In this work, we propose a data-driven robust model predictive control (DDRMPC) framework that utilizes stem water potential (SWP) as a basis for effective irrigation control of high value-added crops. By linearizing and discretizing a nonlinear dynamic model of water dynamics, we develop a state-space model that predicts the dynamic state of SWP. In the model, soil, root, and stem are the three compartments to describe current water status of the system. In addition, evapotranspiration and precipitation are the driving force and the water inlet, respectively. A robust optimal control problem is formulated to maintain SWP above a safe level to avoid detrimental effects on crops. To describe the uncertainty within prediction errors of evapotranspiration and precipitation, a data-driven approach is adopted, which achieves a desirable tradeoff between constraint satisfaction and water saving. Meanwhile, it is shown that the proposed DDRMPC ensures both feasibility and stability. A case study based on almond tree is carried out to showcase the effectiveness of the DDRMPC strategy relative to on–off control, certainty equivalent MPC and robust MPC. In particular, the control of tree stem water potential through DDRMPC can reduce the water consumption by 7.9% compared with on–off control while maintaining zero probability of constraint violation.

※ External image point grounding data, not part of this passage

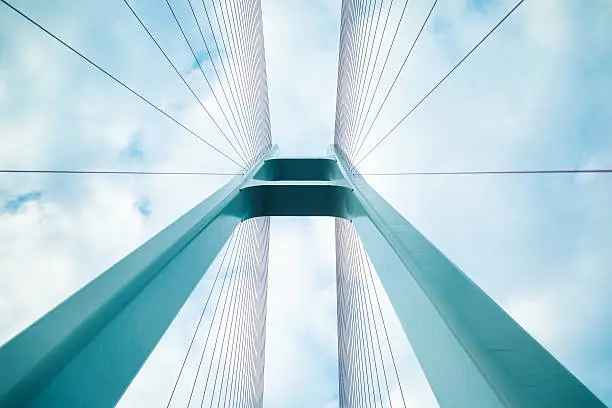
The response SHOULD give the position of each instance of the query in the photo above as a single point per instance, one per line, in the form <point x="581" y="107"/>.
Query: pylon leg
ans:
<point x="86" y="351"/>
<point x="471" y="351"/>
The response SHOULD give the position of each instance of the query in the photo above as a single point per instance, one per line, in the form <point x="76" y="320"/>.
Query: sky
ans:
<point x="534" y="96"/>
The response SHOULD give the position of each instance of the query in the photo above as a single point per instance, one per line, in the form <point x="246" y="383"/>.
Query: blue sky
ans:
<point x="535" y="96"/>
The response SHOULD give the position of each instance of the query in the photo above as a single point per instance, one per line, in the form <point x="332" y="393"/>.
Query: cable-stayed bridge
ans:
<point x="86" y="351"/>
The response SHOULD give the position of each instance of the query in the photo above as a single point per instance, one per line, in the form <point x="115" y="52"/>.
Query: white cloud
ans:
<point x="537" y="245"/>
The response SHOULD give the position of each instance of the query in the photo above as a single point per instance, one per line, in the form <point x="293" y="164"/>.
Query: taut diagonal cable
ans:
<point x="440" y="82"/>
<point x="117" y="80"/>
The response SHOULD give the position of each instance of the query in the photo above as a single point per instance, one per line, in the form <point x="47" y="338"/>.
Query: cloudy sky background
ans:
<point x="535" y="96"/>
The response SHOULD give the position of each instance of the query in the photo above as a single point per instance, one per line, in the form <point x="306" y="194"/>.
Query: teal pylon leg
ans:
<point x="86" y="351"/>
<point x="473" y="354"/>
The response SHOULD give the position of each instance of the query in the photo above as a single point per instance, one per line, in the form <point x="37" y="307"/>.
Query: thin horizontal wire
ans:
<point x="146" y="173"/>
<point x="440" y="82"/>
<point x="114" y="78"/>
<point x="474" y="173"/>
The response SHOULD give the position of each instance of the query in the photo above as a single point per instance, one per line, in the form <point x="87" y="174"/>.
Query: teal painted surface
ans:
<point x="472" y="352"/>
<point x="86" y="351"/>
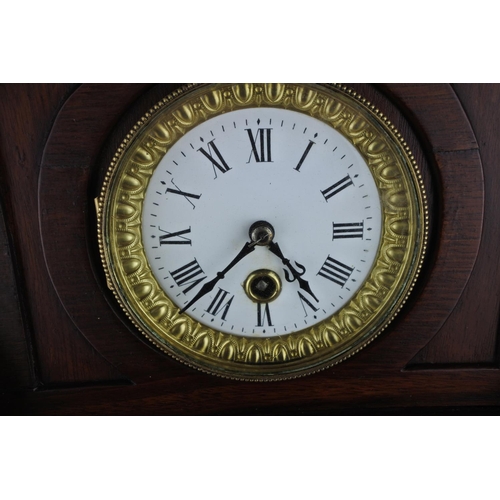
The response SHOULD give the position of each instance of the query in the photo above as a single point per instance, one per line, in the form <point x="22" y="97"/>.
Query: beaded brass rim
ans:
<point x="392" y="278"/>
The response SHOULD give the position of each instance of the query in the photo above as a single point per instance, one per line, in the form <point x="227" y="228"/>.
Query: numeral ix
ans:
<point x="187" y="275"/>
<point x="174" y="238"/>
<point x="347" y="230"/>
<point x="217" y="305"/>
<point x="335" y="271"/>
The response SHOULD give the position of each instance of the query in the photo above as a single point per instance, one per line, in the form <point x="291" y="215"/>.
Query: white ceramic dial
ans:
<point x="293" y="171"/>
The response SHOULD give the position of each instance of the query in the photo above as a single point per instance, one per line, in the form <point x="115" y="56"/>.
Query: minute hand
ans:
<point x="276" y="250"/>
<point x="249" y="247"/>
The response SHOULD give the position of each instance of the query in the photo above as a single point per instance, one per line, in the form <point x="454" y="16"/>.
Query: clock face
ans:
<point x="262" y="231"/>
<point x="290" y="170"/>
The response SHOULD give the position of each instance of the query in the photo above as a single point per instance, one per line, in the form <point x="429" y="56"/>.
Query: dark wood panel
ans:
<point x="62" y="355"/>
<point x="471" y="332"/>
<point x="15" y="362"/>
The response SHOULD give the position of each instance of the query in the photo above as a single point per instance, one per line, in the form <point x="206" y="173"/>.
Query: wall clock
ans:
<point x="262" y="231"/>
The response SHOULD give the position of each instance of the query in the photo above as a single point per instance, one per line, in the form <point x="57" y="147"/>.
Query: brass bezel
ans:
<point x="372" y="308"/>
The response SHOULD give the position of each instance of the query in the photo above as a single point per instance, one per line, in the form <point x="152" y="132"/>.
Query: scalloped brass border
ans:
<point x="397" y="265"/>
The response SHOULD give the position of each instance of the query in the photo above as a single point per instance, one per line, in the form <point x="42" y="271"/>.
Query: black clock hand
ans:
<point x="249" y="247"/>
<point x="276" y="250"/>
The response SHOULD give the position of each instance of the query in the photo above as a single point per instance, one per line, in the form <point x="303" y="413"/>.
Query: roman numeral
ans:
<point x="335" y="271"/>
<point x="263" y="314"/>
<point x="222" y="166"/>
<point x="217" y="305"/>
<point x="337" y="187"/>
<point x="187" y="275"/>
<point x="304" y="155"/>
<point x="347" y="230"/>
<point x="171" y="238"/>
<point x="263" y="138"/>
<point x="183" y="193"/>
<point x="304" y="301"/>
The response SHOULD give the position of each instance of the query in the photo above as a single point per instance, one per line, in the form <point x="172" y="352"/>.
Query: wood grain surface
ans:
<point x="66" y="348"/>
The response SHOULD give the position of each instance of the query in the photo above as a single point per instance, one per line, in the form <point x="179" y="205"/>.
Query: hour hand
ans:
<point x="249" y="247"/>
<point x="276" y="250"/>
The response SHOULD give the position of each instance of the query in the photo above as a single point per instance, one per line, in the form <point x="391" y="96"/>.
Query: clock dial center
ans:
<point x="263" y="285"/>
<point x="261" y="233"/>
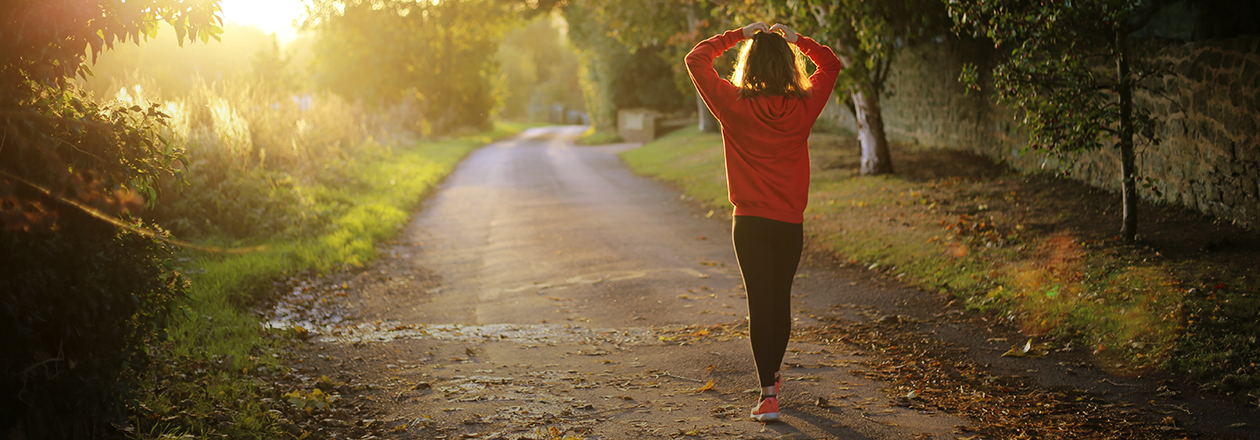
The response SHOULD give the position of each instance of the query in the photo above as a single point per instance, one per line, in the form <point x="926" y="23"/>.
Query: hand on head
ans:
<point x="754" y="28"/>
<point x="789" y="34"/>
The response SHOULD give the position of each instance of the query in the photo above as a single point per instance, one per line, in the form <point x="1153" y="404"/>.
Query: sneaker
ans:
<point x="766" y="410"/>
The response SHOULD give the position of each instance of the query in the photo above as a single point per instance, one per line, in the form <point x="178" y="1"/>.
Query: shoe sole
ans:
<point x="765" y="417"/>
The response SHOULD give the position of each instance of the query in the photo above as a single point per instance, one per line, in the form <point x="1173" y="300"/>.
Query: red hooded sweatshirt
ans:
<point x="765" y="138"/>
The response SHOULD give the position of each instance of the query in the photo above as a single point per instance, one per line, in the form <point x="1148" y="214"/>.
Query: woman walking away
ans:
<point x="766" y="111"/>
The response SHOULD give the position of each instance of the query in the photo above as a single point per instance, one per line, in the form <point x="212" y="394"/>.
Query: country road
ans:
<point x="544" y="290"/>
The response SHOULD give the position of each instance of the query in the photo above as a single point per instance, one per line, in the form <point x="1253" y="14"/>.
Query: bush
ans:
<point x="81" y="304"/>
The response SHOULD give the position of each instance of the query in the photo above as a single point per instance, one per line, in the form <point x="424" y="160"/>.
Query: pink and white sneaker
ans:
<point x="766" y="410"/>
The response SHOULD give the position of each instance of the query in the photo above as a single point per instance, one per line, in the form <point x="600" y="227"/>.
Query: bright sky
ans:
<point x="270" y="15"/>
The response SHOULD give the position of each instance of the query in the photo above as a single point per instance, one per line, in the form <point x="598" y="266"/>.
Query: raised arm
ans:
<point x="823" y="80"/>
<point x="716" y="91"/>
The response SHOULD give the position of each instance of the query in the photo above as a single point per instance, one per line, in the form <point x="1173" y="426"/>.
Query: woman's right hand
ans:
<point x="752" y="29"/>
<point x="789" y="34"/>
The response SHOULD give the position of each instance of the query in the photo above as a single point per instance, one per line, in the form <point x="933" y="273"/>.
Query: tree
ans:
<point x="664" y="28"/>
<point x="85" y="286"/>
<point x="436" y="53"/>
<point x="538" y="69"/>
<point x="1069" y="67"/>
<point x="866" y="35"/>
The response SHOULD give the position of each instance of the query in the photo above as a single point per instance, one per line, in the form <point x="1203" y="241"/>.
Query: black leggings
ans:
<point x="769" y="252"/>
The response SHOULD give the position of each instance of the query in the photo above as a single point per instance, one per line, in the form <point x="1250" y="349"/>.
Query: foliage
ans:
<point x="436" y="56"/>
<point x="864" y="34"/>
<point x="631" y="56"/>
<point x="538" y="71"/>
<point x="85" y="291"/>
<point x="217" y="359"/>
<point x="866" y="37"/>
<point x="81" y="305"/>
<point x="1056" y="69"/>
<point x="170" y="69"/>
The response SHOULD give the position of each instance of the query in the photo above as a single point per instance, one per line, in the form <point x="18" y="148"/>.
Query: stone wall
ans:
<point x="1208" y="158"/>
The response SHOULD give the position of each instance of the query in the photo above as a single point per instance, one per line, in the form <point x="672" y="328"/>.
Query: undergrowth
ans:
<point x="218" y="370"/>
<point x="997" y="247"/>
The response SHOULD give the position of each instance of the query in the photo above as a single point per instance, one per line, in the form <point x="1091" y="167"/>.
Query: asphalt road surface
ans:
<point x="546" y="291"/>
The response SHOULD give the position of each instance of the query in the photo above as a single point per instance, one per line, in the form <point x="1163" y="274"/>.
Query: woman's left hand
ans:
<point x="752" y="29"/>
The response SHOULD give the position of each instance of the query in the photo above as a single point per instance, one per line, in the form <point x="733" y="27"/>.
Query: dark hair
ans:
<point x="770" y="67"/>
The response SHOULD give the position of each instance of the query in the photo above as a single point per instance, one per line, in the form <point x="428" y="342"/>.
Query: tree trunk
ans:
<point x="871" y="136"/>
<point x="1128" y="158"/>
<point x="708" y="122"/>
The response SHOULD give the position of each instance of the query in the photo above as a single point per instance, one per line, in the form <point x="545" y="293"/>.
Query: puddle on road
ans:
<point x="517" y="333"/>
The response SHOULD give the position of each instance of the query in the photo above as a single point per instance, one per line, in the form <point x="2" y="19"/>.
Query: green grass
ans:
<point x="1132" y="309"/>
<point x="218" y="352"/>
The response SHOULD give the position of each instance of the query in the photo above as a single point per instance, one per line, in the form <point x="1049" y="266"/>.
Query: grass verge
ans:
<point x="1037" y="252"/>
<point x="216" y="375"/>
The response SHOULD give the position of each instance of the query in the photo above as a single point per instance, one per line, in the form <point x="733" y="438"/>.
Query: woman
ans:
<point x="766" y="111"/>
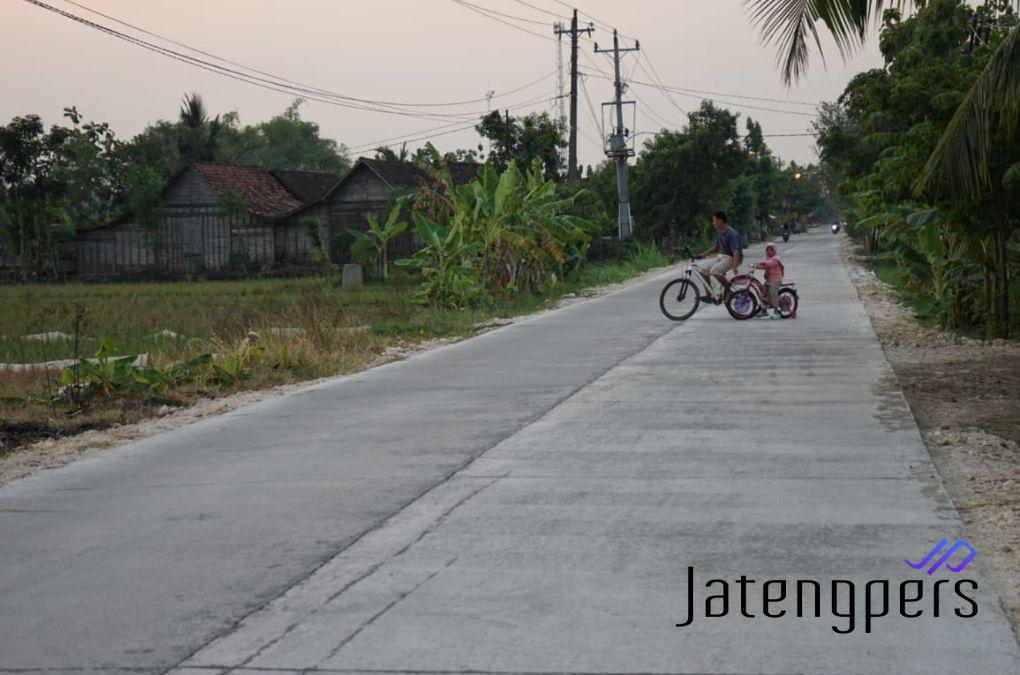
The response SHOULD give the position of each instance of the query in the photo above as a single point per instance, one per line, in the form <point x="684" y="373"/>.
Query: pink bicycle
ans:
<point x="749" y="297"/>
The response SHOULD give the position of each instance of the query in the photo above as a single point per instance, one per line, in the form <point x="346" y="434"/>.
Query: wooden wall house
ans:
<point x="219" y="218"/>
<point x="367" y="189"/>
<point x="215" y="218"/>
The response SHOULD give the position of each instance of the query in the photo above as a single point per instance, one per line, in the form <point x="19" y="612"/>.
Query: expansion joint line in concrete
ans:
<point x="528" y="422"/>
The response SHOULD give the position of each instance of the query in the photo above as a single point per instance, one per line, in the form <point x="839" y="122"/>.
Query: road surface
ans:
<point x="526" y="502"/>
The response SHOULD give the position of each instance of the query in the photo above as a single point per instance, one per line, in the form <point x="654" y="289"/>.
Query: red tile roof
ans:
<point x="262" y="194"/>
<point x="307" y="186"/>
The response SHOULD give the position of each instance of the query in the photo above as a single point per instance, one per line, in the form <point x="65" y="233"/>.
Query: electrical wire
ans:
<point x="306" y="88"/>
<point x="542" y="9"/>
<point x="593" y="18"/>
<point x="505" y="15"/>
<point x="746" y="106"/>
<point x="405" y="138"/>
<point x="268" y="84"/>
<point x="655" y="78"/>
<point x="488" y="14"/>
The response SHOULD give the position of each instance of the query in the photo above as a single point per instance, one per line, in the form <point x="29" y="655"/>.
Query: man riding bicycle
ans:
<point x="729" y="252"/>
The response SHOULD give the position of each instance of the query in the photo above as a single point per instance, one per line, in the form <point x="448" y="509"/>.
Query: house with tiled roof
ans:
<point x="213" y="218"/>
<point x="367" y="189"/>
<point x="224" y="218"/>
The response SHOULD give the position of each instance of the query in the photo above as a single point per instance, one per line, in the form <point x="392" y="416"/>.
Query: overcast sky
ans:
<point x="408" y="51"/>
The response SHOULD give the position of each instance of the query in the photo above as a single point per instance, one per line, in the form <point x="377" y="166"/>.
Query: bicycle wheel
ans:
<point x="743" y="305"/>
<point x="679" y="300"/>
<point x="788" y="302"/>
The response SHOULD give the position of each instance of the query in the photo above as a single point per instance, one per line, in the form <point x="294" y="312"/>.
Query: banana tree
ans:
<point x="521" y="222"/>
<point x="443" y="261"/>
<point x="379" y="236"/>
<point x="961" y="160"/>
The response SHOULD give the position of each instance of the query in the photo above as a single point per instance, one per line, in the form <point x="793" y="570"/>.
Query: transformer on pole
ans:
<point x="619" y="148"/>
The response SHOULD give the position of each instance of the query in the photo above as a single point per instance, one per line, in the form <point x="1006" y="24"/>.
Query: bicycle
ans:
<point x="682" y="297"/>
<point x="748" y="298"/>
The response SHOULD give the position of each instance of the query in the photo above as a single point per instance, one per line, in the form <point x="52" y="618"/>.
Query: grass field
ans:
<point x="304" y="329"/>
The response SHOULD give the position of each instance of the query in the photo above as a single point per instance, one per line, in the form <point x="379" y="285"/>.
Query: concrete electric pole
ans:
<point x="619" y="150"/>
<point x="574" y="33"/>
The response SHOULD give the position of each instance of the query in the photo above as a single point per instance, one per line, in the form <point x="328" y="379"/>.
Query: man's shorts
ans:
<point x="721" y="265"/>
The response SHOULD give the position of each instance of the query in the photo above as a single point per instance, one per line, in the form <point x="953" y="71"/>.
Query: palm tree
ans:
<point x="198" y="136"/>
<point x="960" y="161"/>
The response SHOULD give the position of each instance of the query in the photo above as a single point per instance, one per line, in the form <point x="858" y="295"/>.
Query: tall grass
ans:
<point x="306" y="328"/>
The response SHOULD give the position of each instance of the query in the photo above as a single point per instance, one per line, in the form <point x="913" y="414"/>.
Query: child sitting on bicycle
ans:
<point x="774" y="271"/>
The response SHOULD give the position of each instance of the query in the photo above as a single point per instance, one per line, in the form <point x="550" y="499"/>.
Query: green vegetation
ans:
<point x="204" y="339"/>
<point x="59" y="180"/>
<point x="497" y="236"/>
<point x="681" y="177"/>
<point x="884" y="140"/>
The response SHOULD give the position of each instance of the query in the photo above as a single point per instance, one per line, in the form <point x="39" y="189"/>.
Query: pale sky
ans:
<point x="407" y="51"/>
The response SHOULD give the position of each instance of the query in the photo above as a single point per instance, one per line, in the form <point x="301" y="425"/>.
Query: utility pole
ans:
<point x="618" y="148"/>
<point x="574" y="33"/>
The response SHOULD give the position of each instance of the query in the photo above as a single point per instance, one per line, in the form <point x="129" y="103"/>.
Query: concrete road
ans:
<point x="526" y="502"/>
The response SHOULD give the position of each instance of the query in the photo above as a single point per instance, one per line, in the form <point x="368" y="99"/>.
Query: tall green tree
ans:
<point x="680" y="177"/>
<point x="198" y="135"/>
<point x="988" y="110"/>
<point x="880" y="137"/>
<point x="523" y="140"/>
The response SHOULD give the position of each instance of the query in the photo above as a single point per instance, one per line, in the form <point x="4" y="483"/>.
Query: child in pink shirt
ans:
<point x="774" y="271"/>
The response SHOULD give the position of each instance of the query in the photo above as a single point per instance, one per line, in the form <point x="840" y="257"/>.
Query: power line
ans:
<point x="655" y="78"/>
<point x="591" y="109"/>
<point x="746" y="106"/>
<point x="268" y="84"/>
<point x="406" y="139"/>
<point x="306" y="89"/>
<point x="593" y="18"/>
<point x="487" y="13"/>
<point x="542" y="9"/>
<point x="499" y="13"/>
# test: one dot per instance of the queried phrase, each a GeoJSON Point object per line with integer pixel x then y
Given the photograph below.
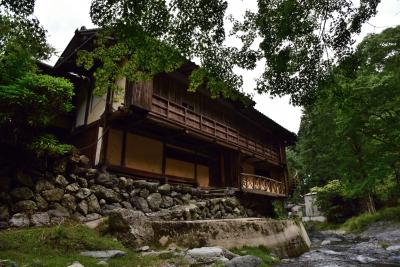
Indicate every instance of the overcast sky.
{"type": "Point", "coordinates": [62, 17]}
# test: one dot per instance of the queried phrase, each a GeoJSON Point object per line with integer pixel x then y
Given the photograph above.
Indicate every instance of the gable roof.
{"type": "Point", "coordinates": [83, 40]}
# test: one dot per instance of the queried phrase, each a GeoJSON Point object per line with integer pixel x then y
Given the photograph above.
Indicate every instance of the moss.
{"type": "Point", "coordinates": [262, 252]}
{"type": "Point", "coordinates": [361, 222]}
{"type": "Point", "coordinates": [60, 246]}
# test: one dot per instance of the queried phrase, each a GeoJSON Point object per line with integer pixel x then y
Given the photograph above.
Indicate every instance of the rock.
{"type": "Point", "coordinates": [144, 193]}
{"type": "Point", "coordinates": [325, 242]}
{"type": "Point", "coordinates": [154, 200]}
{"type": "Point", "coordinates": [151, 186]}
{"type": "Point", "coordinates": [69, 202]}
{"type": "Point", "coordinates": [61, 181]}
{"type": "Point", "coordinates": [42, 185]}
{"type": "Point", "coordinates": [41, 202]}
{"type": "Point", "coordinates": [140, 203]}
{"type": "Point", "coordinates": [394, 248]}
{"type": "Point", "coordinates": [102, 192]}
{"type": "Point", "coordinates": [55, 194]}
{"type": "Point", "coordinates": [167, 202]}
{"type": "Point", "coordinates": [40, 219]}
{"type": "Point", "coordinates": [120, 220]}
{"type": "Point", "coordinates": [365, 259]}
{"type": "Point", "coordinates": [144, 248]}
{"type": "Point", "coordinates": [25, 206]}
{"type": "Point", "coordinates": [4, 213]}
{"type": "Point", "coordinates": [8, 263]}
{"type": "Point", "coordinates": [91, 173]}
{"type": "Point", "coordinates": [206, 255]}
{"type": "Point", "coordinates": [22, 193]}
{"type": "Point", "coordinates": [93, 204]}
{"type": "Point", "coordinates": [82, 182]}
{"type": "Point", "coordinates": [24, 179]}
{"type": "Point", "coordinates": [72, 188]}
{"type": "Point", "coordinates": [103, 254]}
{"type": "Point", "coordinates": [123, 182]}
{"type": "Point", "coordinates": [104, 178]}
{"type": "Point", "coordinates": [164, 189]}
{"type": "Point", "coordinates": [82, 207]}
{"type": "Point", "coordinates": [83, 193]}
{"type": "Point", "coordinates": [244, 261]}
{"type": "Point", "coordinates": [59, 212]}
{"type": "Point", "coordinates": [126, 205]}
{"type": "Point", "coordinates": [76, 264]}
{"type": "Point", "coordinates": [84, 161]}
{"type": "Point", "coordinates": [19, 220]}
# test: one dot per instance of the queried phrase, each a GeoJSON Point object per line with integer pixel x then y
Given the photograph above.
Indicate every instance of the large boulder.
{"type": "Point", "coordinates": [105, 193]}
{"type": "Point", "coordinates": [24, 179]}
{"type": "Point", "coordinates": [151, 186]}
{"type": "Point", "coordinates": [154, 200]}
{"type": "Point", "coordinates": [140, 203]}
{"type": "Point", "coordinates": [83, 207]}
{"type": "Point", "coordinates": [19, 220]}
{"type": "Point", "coordinates": [83, 193]}
{"type": "Point", "coordinates": [131, 226]}
{"type": "Point", "coordinates": [69, 202]}
{"type": "Point", "coordinates": [61, 181]}
{"type": "Point", "coordinates": [42, 185]}
{"type": "Point", "coordinates": [93, 204]}
{"type": "Point", "coordinates": [206, 255]}
{"type": "Point", "coordinates": [25, 206]}
{"type": "Point", "coordinates": [4, 213]}
{"type": "Point", "coordinates": [40, 219]}
{"type": "Point", "coordinates": [244, 261]}
{"type": "Point", "coordinates": [22, 193]}
{"type": "Point", "coordinates": [55, 194]}
{"type": "Point", "coordinates": [72, 188]}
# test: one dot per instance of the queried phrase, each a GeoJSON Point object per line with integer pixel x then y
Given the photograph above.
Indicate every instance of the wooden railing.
{"type": "Point", "coordinates": [261, 184]}
{"type": "Point", "coordinates": [188, 118]}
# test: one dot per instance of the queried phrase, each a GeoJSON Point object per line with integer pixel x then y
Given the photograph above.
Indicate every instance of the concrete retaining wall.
{"type": "Point", "coordinates": [284, 237]}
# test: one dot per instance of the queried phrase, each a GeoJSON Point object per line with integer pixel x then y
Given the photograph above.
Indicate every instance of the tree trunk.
{"type": "Point", "coordinates": [370, 204]}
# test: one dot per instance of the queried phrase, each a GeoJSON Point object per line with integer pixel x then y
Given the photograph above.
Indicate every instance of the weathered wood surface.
{"type": "Point", "coordinates": [262, 185]}
{"type": "Point", "coordinates": [210, 127]}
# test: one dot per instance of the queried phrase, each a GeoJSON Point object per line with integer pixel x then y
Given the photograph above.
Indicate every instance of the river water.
{"type": "Point", "coordinates": [378, 246]}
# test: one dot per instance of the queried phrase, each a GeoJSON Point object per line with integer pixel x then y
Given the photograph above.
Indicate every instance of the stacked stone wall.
{"type": "Point", "coordinates": [70, 190]}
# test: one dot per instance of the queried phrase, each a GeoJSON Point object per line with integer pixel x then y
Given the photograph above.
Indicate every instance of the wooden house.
{"type": "Point", "coordinates": [159, 130]}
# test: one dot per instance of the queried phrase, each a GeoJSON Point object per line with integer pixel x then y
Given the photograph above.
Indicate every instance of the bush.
{"type": "Point", "coordinates": [334, 203]}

在这项工作中，我们提出了一个数据驱动的鲁棒模型预测控制（DDRMPC）框架，该框架利用茎水势（SWP）作为有效控制高附加值作物的基础。通过线性化和离散化水动力学的非线性动力学模型，我们开发了一种状态空间模型，该模型可以预测SWP的动态状态。在模型中，土壤，根和茎是描述系统当前水状况的三个部分。此外，蒸散和降水分别是驱动力和进水口。制定了鲁棒的最佳控制问题，以将SWP维持在安全水平以上，以避免对农作物造成不利影响。为了描述蒸散和降水的预测误差内的不确定性，采用了一种数据驱动的方法，在约束满足和节水之间实现了理想的折衷。同时，表明所提出的DDRMPC确保了可行性和稳定性。进行了基于杏仁树的案例研究，以展示DDRMPC策略相对于开-关控制，确定性等效MPC和鲁棒MPC的有效性。特别是，与开-关控制相比，通过DDRMPC控制树茎水势可将水消耗减少7.9％，同时保持零约束违反的可能性。